Abdominal Aortic Aneurysm

Progressive weakening and dilatation of the abdominal aortic wall beyond 3cm, which enlarges silently under rising wall tension until it ruptures, a catastrophic emergency defined by pain, hypotension and a pulsatile mass.

In a nutshell

AAA is progressive wall weakening causing dilatation. Wall tension rises with radius (Laplace), so bigger aneurysms grow faster and rupture risk accelerates.

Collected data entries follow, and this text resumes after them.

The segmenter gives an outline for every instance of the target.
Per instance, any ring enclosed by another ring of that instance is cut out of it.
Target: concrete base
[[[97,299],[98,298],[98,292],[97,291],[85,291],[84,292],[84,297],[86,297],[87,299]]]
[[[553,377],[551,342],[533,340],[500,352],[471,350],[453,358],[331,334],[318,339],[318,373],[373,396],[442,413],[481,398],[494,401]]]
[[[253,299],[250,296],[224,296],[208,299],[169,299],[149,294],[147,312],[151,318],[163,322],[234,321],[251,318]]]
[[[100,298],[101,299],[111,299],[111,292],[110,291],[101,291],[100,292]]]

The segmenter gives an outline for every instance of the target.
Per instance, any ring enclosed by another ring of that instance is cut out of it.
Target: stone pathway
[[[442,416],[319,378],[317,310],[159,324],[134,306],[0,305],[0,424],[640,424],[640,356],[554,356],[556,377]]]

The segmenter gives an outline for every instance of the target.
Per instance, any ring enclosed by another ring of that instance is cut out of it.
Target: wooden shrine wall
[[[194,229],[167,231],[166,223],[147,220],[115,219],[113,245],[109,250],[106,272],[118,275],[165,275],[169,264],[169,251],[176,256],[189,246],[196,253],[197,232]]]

Rupture is a catastrophic emergency (pain, hypotension, pulsatile mass) needing immediate theatre.

Classic presentation

An asymptomatic pulsatile abdominal mass found incidentally, or sudden severe abdominal or back pain with hypotension and a pulsatile mass in rupture.

Key points

  • Screening is a single ultrasound offered to men aged 65, because men have far higher prevalence.
  • Wall tension rises with radius (law of Laplace), so growth and rupture risk accelerate as the aneurysm enlarges; surveillance intervals shorten accordingly.
  • The rupture triad is pain, hypotension and a pulsatile abdominal mass; this is a clinical diagnosis in the unstable patient, do not wait for imaging.
  • The elective repair threshold (around 5.5cm) balances rupture risk against operative risk.
  • Smoking cessation and blood pressure control slow growth even when the aneurysm is too small for repair.

First-line investigation

Abdominal ultrasound: quick, non-invasive, and measures aortic diameter directly.

First-line management

In suspected rupture: immediate resuscitation and emergency transfer to theatre without delay. Electively: surveillance and repair at the size threshold.

Exam traps

  • A stable patient with a known AAA and new pain still needs urgent same-day imaging; do not assume it is unrelated.
  • Do not delay transfer to theatre for CT in a haemodynamically unstable patient with suspected rupture; clinical diagnosis and immediate crossmatch take priority.
  • A ruptured AAA can mimic renal colic with loin pain: always consider it in an older patient with new loin pain and collapse.

Educational content pending clinical review. Not medical advice.